The panelists shared how they improved efficiency and revenue and the challenges they’ve faced.
Leavitt said that 10 years ago, Leavitt’s managers decided that they needed to “wring out” some of the costs that were piling up. One of the biggest changes was to create a centralized service center for small personal and commercial accounts and automate the process. The center now offers service six days a week, 15 hours per day and has 70 people on staff, he said.
“After 10 years now, it’s tremendously successful for us,” Leavitt said.
Socklov talked about bringing added value to clients.
“The services that we’re now providing, that’s the differentiator,” Socklov said. “It’s not just about the rate anymore.”
Cerny, on the other hand, said she has come to loathe the idea of creating “value-added” services.
“It just becomes a commodity,” she said. She explained that brokers don’t know how to tell the story to clients about the value they are getting above and beyond normal services, and therefore the value-added proposition loses its value in helping to achieve client addition and retention.
“I just think we do it wrong a lot of time in our business,” Cerny added.
Leavitt, who said he feels that human capital management is one of the most crucial aspects of running his business, said it’s tough for the insurance industry to attract new people because it doesn’t have a reputation as being glamorous work.
One of Leavitt’s methods of bringing quality people into all-important sales positions is to look for people with sales experience and help them understand the insurance business rather than the other way around.
“It requires this kind of evergreen scheme of new people constantly coming in,” Leavitt said.
Cerny said her human capital management strategy has been to bring in people straight out of college at about $15 an hour and then help them build a career. Many start out in an assistant position and are then moved to marketing, and then into an account manager role, and so on up the ladder.
“We fire a lot of people in the first six months,” Cerny said. “Last six months, we almost never lose anyone.”
Filice added that, in retrospect, he should have fired more people.
“I kept a lot of people for many years that I shouldn’t have,” he said, adding that he finds that it’s tough to recruit new people that meet his “PHD” criteria.
He wasn’t referring to the advanced college degrees — PhDs — but those who are “Poor, hungry, driven.”
“I can’t find many PHDs,” he added. “In the health insurance business, it’s really, really difficult.”

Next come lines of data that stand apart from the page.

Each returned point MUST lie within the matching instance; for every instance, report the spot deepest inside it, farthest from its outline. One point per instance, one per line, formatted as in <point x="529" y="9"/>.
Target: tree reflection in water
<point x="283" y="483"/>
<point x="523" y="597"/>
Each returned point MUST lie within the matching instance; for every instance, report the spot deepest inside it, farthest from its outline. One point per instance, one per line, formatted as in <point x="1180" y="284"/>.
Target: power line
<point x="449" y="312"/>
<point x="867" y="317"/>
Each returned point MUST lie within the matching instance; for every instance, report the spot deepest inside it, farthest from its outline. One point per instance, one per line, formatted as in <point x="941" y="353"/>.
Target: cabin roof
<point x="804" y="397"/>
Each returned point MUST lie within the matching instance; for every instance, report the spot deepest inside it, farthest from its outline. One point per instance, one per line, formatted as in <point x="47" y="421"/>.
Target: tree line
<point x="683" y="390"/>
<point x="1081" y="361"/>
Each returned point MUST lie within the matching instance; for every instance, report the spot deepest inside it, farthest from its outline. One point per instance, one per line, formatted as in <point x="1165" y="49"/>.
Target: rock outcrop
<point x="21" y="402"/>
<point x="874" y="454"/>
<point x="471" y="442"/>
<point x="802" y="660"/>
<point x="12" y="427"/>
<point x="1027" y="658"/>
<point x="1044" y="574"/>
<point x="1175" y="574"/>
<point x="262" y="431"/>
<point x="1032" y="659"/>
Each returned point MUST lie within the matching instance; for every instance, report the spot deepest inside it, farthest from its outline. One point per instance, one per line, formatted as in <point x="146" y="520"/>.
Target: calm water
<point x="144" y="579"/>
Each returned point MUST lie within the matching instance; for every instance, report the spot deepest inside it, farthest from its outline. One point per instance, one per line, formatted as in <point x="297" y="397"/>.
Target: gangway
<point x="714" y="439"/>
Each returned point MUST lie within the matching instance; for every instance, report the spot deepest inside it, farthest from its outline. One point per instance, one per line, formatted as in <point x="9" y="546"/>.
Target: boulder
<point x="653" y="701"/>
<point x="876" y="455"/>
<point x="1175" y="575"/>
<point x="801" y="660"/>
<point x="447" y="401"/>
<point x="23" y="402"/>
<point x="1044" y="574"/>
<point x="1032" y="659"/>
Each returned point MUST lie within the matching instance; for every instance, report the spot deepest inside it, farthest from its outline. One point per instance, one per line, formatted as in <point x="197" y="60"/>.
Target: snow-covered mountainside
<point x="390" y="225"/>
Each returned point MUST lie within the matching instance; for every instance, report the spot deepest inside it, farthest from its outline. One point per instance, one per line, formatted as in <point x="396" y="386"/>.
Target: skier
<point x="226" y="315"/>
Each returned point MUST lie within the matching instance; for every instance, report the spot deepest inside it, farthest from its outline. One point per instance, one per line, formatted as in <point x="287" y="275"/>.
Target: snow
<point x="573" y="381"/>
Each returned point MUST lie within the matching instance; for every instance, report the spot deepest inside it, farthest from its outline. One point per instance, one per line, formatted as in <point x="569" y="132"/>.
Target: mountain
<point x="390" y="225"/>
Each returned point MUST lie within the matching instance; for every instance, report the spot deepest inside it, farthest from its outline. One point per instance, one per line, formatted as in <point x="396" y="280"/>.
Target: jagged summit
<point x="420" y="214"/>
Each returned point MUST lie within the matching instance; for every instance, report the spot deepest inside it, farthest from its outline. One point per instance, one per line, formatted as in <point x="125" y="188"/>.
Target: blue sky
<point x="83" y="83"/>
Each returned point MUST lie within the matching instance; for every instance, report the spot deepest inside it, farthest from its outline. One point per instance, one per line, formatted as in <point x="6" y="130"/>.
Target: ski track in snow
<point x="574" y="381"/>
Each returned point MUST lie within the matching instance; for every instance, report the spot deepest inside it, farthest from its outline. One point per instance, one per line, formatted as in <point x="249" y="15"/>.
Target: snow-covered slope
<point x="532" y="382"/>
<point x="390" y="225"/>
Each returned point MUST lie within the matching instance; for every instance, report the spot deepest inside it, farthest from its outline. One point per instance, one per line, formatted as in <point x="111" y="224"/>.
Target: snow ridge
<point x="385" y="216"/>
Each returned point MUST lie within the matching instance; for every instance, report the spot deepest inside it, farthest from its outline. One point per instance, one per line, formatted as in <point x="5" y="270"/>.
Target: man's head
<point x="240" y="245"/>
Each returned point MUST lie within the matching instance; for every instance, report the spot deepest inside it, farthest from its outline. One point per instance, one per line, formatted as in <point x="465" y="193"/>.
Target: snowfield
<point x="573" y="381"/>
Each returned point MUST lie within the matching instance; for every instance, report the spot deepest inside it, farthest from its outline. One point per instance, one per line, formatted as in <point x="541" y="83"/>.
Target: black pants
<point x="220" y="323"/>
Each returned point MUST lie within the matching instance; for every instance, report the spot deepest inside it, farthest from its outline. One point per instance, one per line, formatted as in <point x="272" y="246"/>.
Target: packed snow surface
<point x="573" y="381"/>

Talent recruitment remains among the top concerns insurance brokers face, according to a poll of executives taken during the conference.
“Talent recruitment” was offered by 57 percent of executives as an answer to “What is the top challenge the industry faces in the next three to five years?”
Nearly one-in-four executives responded that technology is the biggest challenge they expected.
Meanwhile 15 percent of executives surveyed cited lack of new business production as the primary challenge.